Re: Also note about that last comment ... - (Anonymous) - Apr. 14th, 2008 05:29 pm (UTC) Expand
(Anonymous) wrote:
Apr. 14th, 2008 12:44 pm (UTC)
> When PackageKit supports more than RedHat-derived systems, I would love to support it.

Just for your notice, Farsight is no RedHat-derived system. And they're using PK by default.
[info]mswilson wrote:
Apr. 15th, 2008 05:56 am (UTC)
That's Foresight, not Farsight. And yes, it uses Conary and not RPM.
(Anonymous) wrote:
Apr. 14th, 2008 01:09 pm (UTC)
also i don't like how you talk about red hat as if "they want to kill all other distributions".
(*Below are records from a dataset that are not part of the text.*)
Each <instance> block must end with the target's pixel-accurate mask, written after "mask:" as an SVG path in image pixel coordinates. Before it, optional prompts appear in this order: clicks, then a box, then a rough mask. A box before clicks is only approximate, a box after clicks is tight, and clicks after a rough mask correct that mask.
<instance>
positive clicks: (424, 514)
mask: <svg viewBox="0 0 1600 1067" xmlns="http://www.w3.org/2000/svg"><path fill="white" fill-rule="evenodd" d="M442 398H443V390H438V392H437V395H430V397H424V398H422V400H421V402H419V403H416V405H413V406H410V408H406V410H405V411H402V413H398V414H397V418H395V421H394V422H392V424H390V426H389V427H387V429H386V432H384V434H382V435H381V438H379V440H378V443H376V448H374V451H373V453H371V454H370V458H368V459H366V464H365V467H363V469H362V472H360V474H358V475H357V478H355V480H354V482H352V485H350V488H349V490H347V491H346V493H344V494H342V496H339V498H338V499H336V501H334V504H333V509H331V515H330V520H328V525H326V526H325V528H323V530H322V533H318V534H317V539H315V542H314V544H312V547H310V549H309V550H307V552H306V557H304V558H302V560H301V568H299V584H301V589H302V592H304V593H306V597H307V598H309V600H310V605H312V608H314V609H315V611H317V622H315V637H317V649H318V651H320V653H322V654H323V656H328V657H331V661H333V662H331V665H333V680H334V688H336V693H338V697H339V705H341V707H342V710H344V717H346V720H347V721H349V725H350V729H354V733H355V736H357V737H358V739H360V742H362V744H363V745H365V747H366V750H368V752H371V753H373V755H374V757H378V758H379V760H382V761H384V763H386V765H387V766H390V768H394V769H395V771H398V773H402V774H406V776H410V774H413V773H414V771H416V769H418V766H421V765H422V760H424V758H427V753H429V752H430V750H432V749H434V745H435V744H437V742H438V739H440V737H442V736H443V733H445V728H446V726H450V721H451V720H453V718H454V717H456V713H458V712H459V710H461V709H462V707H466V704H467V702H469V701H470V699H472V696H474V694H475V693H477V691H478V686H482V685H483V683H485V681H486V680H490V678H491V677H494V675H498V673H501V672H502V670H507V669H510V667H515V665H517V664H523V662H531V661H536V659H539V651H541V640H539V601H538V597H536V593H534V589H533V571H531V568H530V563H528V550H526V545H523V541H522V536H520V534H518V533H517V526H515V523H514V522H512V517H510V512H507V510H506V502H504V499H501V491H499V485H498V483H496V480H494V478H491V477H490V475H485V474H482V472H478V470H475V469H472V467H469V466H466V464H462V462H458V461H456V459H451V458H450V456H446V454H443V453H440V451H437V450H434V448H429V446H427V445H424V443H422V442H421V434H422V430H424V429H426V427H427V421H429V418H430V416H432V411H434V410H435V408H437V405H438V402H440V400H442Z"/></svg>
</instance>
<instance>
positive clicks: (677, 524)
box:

just look how many kernel developers they employ and how many patches they contribute to upstream and compare it to others. also, they make it really easy to create RHEL derivates like Centos.

Fedora has a policy to try to do as much as possible upstream afaik which is good. this way, other distributions like debian and ubuntu profit very fast from it.

you may also want to have a look at http://fedoraproject.org/wiki/RedHatContributions

understand it, red hat is NOT evil, you are profiting from it on your linux desktop.

also, packagekit would work fine with APT and DPKG if the dpkgs would be fixed up (mentioned above). so theretically, PK's architecture is fine.